Even the highly liquid markets don't have a constant, stable liquidity.

While some price levels will concentrate a high activity of the market participants, some levels can have a lack of interest.

The areas on a price chart, where the trading orders and the market activity concentrate, will be called liquidity zones.

Of course, we will discuss how to recognize these areas, but first, let's discuss why these zones are so important.

Liquidity zones are the magnets for the price.

When the market is trading beyond the liquidity zones, it can not keep the constant balance between buying and selling activity.

The excess of buying orders pushes the prices up to the closest liquidity zone, where the excess of demand will be absorbed by the sellers.

The surplus of selling orders will push the prices down to the closest liquidity zone, where the excess of supply will be absorbed by the buyers.

liquidity zones in smart money concepts

Take a look at a price action on GBPUSD. We can clearly see that there are some specific areas on a price chart, where the market finds equilibrium and the price start trading within a narrow range. While the excess of supply or demand, makes the market move rapidly, till one of such zones is reached, and the market finds harmony again.

For the institutional traders - the smart money, liquidity zones are crucially important for the smooth execution of their orders.

These market participants tend to trade with huge trading volumes. The liquidity zones provide the market depth for them - the availability of enough market orders to absorb the incoming market orders of smart money without significantly affecting the price of an asset.

How to identify liquidity zones?

The ability to recognize these zones is crucially important for Smart Money Concepts trader, because these zones may provide safe and profitable trading opportunities.

From this theoretical note, we may derive what constitutes a liquidity zone: the zone on a price chart where a huge amount of trading orders concentrate, the trading activity is high and supply and demand find the equilibrium.

One of the proven ways to identify the liquidity zones is no analyze a historic price action and find the areas on a price chart that were respected by the market in the past, the levels where the price was stuck for a substantial period of time or from where a significant bullish or bearish movement initiated.
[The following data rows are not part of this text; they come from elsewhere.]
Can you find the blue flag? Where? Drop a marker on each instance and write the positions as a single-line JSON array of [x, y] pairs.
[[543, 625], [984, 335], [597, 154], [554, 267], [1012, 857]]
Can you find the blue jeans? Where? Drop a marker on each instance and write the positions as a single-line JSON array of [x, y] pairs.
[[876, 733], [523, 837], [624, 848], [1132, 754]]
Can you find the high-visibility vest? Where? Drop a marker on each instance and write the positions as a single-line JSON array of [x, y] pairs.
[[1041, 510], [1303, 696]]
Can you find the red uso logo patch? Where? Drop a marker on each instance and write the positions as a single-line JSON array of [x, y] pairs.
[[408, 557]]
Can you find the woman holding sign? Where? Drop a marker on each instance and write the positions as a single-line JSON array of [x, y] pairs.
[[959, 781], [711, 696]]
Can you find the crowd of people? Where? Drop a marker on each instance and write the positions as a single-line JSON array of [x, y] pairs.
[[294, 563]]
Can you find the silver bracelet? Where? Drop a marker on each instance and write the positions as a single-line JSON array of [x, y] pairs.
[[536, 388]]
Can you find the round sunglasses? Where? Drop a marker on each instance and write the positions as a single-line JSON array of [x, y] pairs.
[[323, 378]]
how to identify liquidity zones smc

Take a look at AUDUSD chart, I have underlined several important historical structures. All these areas, made the market stop growing/falling; their test initiated a consolidation or the reversal.

And of course, I will share with you the exact rules, how to underline these zones correctly, just keep reading.

Why the historic structures attract the liquidity?

The main reason is of course "the market memory". The fact that some particular price level made the market reverse or pause the movement in the past, will make traders and investors pay attention to such a level and place their orders accordingly, setting stop loss, take profit, buy or sell order around such a level.

liquidity zones in forex trading

Above we can see a strong bullish movement on EURCAD cause by the excess of demand.

The test of a historic structure - a liquidity zone, made the pair stop growing because the excess of demand was finally absorbed.

In order to draw liquidity zones properly, follow these 2 simple steps:

1. Identify the historically significant area that the price respected in the past

how to find liquidity forex

2. If the price is below the area, the upper boundary of that zone will be the highest wick within that area, the lower boundary will be the highest candle close within that area.

liquidity pool forex

If the price is above that area,

the lower boundary of that zone will be the lowest wick within that area, the upper boundary will be the lowest candle close within that area.

liquidity cluster smc

Remember that you can identify liquidity zones on any market and any time frame. However, the rule is that higher is the time frame, more significant is the liquidity zone.

Practice and learn to recognize these areas because it is the foundation of smart money concepts.